4. The Nineties, by Chuck Klosterman — This cultural history is absolutely essential reading for people, like me, who grew up in the 1990s. Nirvana. Biodome. Bill Clinton. American Beauty. World Wide Web. You name it, it's probably here. And the book does a great job of framing the discussion to show you that your 90s nostalgia, while not exactly misplaced, may be a little rosier than warranted — or, at least, everything you thought you knew about the 1990s isn't quite right. 

3. Sea of Tranquility, by Emily St. John Mandel — The third novel in the Glass Hotel / Station Eleven universe is a whirlwind through centuries and different planes of reality. This much going on in a novel this slim would be an abject disaster in the hands of a less skillful novelist. But this works immensely well. Station Eleven is one of my favorite books of the last 10 years or so, and this one is almost as good. 
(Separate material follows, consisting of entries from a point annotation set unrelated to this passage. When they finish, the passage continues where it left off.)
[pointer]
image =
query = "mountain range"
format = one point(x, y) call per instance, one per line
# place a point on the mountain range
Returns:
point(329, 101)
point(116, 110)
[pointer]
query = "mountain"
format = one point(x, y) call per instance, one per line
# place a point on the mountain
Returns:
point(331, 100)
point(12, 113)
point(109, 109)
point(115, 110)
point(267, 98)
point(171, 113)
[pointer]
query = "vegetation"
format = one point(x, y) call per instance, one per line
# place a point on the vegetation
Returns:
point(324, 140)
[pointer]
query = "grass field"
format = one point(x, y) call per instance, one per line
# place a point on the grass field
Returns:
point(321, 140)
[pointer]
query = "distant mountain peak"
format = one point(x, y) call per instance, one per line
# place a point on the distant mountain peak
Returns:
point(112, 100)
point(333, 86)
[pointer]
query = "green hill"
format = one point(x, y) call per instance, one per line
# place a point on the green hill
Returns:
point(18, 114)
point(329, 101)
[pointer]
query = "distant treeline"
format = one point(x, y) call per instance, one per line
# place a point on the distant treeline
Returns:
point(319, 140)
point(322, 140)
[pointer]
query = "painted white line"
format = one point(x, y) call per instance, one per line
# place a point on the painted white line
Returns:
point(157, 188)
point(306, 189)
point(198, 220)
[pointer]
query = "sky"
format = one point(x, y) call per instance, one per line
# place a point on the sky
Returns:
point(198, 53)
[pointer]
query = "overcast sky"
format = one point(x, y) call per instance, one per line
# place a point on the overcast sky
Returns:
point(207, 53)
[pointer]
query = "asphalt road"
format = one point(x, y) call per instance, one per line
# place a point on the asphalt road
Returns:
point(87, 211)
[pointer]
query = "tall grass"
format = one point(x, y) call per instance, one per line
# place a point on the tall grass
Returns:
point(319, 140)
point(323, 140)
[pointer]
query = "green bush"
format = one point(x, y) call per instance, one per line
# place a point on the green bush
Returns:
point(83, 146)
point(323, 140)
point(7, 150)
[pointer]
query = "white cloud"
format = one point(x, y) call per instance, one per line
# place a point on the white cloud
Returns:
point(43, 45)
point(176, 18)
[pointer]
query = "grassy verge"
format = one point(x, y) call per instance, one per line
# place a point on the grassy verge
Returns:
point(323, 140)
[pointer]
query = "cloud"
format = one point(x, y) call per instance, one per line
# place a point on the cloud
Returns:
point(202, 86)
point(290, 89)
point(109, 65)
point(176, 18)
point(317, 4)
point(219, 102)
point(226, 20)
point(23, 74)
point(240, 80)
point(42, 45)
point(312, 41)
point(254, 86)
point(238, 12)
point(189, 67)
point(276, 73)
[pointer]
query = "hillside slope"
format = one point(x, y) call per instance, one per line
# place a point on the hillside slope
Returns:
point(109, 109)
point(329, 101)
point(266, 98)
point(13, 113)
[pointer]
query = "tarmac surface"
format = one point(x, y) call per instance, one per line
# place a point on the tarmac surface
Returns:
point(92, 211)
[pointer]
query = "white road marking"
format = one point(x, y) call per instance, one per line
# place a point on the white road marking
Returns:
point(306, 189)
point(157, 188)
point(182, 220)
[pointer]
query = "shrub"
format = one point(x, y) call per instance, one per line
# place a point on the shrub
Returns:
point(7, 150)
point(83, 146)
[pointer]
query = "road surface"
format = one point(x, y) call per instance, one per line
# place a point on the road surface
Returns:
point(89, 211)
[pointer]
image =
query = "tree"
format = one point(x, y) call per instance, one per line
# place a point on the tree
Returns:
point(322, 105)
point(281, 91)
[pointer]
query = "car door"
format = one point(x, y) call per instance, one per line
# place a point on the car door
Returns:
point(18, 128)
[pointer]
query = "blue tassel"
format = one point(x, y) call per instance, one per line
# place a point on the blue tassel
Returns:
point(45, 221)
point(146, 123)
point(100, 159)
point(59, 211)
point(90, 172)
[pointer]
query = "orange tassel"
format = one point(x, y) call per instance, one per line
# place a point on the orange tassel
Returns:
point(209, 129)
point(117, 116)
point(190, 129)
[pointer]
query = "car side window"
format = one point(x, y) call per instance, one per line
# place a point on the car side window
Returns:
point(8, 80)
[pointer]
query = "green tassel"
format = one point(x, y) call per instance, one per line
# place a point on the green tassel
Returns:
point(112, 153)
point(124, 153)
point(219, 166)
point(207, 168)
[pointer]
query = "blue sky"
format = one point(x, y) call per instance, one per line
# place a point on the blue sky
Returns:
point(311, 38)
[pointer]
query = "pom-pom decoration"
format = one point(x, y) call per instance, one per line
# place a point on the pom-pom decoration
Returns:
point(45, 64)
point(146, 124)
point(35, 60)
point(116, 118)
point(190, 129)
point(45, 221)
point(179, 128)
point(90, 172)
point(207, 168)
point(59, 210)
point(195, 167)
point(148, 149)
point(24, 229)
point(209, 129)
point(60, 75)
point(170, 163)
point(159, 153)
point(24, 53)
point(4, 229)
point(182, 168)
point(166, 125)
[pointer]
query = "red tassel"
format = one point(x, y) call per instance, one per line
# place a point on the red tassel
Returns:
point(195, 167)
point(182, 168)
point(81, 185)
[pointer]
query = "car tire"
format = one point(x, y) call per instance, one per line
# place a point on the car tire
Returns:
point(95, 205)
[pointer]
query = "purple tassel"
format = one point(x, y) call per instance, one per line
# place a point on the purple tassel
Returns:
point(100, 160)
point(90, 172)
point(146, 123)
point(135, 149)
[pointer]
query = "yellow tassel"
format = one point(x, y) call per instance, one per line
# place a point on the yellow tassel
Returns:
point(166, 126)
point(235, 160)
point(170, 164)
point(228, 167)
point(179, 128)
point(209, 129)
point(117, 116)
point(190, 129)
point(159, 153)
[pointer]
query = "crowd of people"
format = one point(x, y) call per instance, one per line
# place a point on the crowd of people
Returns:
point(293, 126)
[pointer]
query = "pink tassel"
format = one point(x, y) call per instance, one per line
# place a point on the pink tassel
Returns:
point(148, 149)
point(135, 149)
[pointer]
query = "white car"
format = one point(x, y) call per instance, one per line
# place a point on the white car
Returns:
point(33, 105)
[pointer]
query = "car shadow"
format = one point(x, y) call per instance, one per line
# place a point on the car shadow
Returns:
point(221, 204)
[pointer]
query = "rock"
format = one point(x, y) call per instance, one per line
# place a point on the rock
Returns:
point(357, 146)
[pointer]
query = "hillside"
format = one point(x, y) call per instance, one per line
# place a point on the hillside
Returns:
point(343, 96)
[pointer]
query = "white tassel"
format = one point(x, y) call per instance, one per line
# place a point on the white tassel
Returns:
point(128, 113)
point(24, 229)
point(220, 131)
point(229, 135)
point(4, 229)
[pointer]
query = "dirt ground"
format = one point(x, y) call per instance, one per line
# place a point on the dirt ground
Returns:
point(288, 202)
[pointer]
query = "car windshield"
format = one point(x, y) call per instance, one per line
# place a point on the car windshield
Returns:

2. Olga Dies Dreaming, by Xóchitl González — This was the first 2022 novel I read this year, and boy, we were off to a good start! What you think might be a breezy piece of brain candy switches quickly to a dead-serious political novel about the plight of Puerto Ricans. Incredibly well-written. Nearly unputdownable.

1. Groundskeeping, by Lee Cole — A campus novel that's a love story and political, too. Wheelhouse. Probably my favorite of the year so far, not because I was surprised I liked it, but because I was surprised how accomplished it is for a debut.